Thanks @joshw...@google.com <mailto:joshw...@google.com> @Maxime
Coquelin <mailto:maxime.coque...@redhat.com> for the inputs.
@Maxime Coquelin <mailto:maxime.coque...@redhat.com>
I did code bisecting and was able to pin-point through test-pmd run
that *this issue we are starting to see since DPDK-21.11 version
onwards. Till DPDK-21.08 this issue is not seen.*
To remind the issue what we see is that while actual amount of
serviced traffic by the hypervisor remains almost same between the two
versions (implying the underlying GCP hypervisor is only capable of
handling that much) but in >=dpdk-21.11 versions the virtio-PMD is
pushing almost 20x traffic compared to dpdk-21.08 (This humongous
traffic rate in >=dpdk-21.11 versions leads to high packet drop rates
since the underlying hypervisor is only capable of max handling the
same load it was servicing in <=dpdk-21.08)
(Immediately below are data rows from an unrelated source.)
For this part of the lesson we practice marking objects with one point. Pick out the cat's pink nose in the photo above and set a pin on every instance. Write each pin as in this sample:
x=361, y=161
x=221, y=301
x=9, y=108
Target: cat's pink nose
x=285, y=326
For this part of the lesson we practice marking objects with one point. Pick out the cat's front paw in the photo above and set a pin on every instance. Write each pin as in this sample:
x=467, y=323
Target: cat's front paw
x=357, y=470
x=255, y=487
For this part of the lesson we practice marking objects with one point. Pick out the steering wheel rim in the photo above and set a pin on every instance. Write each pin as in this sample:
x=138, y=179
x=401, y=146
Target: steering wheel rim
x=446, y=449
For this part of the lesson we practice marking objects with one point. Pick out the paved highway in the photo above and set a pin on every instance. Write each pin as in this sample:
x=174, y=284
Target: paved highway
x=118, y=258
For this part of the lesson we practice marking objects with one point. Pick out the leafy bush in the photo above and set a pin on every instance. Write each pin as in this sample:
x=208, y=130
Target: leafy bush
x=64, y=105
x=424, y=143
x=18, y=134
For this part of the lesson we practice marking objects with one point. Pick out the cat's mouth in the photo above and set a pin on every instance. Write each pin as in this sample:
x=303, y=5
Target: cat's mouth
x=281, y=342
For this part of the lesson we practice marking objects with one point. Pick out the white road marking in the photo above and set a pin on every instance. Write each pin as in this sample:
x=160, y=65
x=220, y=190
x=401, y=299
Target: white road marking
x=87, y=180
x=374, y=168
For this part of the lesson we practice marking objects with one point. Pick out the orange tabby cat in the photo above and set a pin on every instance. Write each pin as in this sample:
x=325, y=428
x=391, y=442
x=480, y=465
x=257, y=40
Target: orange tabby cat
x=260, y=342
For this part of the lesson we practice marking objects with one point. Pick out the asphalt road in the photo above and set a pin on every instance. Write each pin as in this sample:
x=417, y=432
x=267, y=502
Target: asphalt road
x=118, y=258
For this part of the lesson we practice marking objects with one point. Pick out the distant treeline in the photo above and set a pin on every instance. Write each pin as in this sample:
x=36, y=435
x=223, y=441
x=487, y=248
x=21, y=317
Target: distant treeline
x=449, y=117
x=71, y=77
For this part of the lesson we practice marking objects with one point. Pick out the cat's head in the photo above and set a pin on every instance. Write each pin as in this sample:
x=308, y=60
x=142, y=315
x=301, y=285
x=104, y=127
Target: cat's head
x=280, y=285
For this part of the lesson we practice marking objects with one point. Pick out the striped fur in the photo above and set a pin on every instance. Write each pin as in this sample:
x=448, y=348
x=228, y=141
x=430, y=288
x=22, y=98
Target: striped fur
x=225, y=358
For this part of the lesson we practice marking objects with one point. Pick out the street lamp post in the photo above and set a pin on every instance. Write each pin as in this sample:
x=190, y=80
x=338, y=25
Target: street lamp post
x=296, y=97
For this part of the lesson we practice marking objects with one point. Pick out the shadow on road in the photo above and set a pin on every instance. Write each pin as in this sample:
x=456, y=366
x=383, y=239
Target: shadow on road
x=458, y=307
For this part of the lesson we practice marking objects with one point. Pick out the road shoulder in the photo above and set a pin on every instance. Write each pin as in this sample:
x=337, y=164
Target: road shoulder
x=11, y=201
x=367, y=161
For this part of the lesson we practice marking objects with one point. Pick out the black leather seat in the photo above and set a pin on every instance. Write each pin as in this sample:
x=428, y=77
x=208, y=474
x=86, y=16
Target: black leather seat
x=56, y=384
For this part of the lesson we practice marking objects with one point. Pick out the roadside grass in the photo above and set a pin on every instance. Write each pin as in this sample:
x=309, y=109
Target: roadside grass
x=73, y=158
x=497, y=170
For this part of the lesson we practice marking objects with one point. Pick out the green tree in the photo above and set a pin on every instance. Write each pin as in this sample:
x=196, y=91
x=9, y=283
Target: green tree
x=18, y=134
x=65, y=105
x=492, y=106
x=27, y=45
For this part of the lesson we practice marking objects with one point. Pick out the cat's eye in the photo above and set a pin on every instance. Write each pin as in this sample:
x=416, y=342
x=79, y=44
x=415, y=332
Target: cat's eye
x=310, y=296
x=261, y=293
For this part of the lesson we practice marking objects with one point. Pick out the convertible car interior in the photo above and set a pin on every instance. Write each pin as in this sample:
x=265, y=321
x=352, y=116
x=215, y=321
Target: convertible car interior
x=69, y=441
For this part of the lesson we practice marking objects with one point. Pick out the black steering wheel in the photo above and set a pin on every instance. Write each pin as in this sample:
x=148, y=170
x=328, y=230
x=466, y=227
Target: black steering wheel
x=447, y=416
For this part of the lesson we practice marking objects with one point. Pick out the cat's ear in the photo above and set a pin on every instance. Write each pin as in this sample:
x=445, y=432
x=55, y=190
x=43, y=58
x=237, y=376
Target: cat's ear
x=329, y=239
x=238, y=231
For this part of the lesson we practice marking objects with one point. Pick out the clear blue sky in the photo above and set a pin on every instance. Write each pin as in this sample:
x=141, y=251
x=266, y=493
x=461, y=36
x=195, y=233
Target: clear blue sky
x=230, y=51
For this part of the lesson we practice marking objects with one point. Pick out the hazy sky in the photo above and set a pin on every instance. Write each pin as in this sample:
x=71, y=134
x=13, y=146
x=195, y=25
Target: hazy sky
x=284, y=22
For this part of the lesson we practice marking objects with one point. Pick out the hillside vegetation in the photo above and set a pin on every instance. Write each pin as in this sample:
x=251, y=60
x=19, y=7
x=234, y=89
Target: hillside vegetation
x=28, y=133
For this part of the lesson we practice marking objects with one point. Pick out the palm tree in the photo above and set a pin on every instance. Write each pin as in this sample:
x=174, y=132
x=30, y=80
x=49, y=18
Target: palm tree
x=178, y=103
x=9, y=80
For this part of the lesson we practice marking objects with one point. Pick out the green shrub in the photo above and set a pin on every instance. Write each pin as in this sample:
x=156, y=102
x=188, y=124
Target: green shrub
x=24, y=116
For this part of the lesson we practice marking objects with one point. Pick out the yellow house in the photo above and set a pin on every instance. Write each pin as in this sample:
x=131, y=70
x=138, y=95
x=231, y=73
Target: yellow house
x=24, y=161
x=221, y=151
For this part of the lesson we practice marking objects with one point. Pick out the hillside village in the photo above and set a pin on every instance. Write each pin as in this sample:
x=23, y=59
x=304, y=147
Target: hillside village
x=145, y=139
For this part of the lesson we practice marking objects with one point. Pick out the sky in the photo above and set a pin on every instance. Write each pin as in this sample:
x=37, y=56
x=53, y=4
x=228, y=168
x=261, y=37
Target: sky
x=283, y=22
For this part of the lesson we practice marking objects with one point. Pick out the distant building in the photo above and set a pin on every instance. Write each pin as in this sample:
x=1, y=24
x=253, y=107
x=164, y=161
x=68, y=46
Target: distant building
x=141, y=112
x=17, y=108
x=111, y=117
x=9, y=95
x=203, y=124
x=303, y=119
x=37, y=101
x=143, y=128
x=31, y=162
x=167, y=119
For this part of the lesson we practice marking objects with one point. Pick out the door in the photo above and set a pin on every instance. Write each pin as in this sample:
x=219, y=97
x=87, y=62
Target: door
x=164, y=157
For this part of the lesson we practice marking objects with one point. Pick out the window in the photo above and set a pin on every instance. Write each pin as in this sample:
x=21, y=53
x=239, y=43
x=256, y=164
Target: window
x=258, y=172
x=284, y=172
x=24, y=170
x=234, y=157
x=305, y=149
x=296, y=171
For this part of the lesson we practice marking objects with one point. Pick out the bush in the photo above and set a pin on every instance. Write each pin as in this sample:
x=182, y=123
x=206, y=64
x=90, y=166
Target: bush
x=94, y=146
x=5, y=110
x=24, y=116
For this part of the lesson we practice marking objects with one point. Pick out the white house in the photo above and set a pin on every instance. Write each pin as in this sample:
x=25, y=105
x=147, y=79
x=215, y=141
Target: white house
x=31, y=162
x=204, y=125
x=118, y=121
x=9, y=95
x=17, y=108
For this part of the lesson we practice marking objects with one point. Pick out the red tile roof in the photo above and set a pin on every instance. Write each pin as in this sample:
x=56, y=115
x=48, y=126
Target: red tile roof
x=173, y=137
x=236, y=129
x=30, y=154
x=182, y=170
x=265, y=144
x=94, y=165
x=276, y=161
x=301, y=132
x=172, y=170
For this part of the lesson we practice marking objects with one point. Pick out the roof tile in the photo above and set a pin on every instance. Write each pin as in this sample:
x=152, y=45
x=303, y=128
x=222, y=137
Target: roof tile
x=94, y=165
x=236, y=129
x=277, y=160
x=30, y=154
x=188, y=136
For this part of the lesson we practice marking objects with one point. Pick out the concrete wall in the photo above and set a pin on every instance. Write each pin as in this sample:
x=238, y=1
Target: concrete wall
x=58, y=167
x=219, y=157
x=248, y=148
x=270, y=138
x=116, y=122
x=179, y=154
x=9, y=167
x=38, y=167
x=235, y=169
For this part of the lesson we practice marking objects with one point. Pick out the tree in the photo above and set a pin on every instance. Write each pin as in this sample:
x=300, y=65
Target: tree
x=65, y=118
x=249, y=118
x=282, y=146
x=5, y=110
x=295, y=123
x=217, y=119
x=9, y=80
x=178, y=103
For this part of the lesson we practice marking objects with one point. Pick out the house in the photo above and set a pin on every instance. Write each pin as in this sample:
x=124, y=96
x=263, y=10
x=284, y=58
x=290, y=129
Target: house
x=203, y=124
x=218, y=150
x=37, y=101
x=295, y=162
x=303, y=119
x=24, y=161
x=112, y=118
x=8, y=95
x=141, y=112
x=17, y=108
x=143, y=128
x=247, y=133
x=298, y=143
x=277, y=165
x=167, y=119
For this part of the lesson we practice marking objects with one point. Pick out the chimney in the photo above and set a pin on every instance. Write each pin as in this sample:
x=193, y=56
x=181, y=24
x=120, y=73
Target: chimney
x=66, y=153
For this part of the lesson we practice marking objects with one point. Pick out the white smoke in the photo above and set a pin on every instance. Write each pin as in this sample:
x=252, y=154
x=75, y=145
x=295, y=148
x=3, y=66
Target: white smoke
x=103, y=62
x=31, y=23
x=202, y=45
The same pattern can be seen even if we run traffic for a longer
duration.
*_Eg:_*
Testpmd traffic run (for packet-size=1518) for exact same
time-interval of 15 seconds:
_*>=21.11 DPDK version*_
---------------------- Forward statistics for port 0
----------------------
RX-packets: 2 RX-dropped: 0 RX-total: 2
TX-packets: 19497570 *TX-dropped: 364674686 * TX-total: 384172256
----------------------------------------------------------------------------
_*Upto 21.08 DPDK version *_
---------------------- Forward statistics for port 0
----------------------
RX-packets: 3 RX-dropped: 0 RX-total: 3
TX-packets: 19480319 TX-dropped: 0 TX-total:
19480319
----------------------------------------------------------------------------
As you can see
>=dpdk-21.11
Packets generated : 384 million Packets serviced : ~19.5 million :
Tx-dropped : 364 million
<=dpdk-21.08
Packets generated : ~19.5 million Packets serviced : ~19.5 million :
Tx-dropped : 0
==========================================================================
@Maxime Coquelin <mailto:maxime.coque...@redhat.com>
I have run through all the commits made by virtio-team between
DPDK-21.11 and DPDK-21.08 as per the commit-logs available at
https://git.dpdk.org/dpdk/log/drivers/net/virtio
<https://git.dpdk.org/dpdk/log/drivers/net/virtio>
I even tried undoing all the possible relevant commits (I could think
of) on a dpdk-21.11 workspace & then re-running testpmd in order to
track down which commit has introduced this regression but no luck.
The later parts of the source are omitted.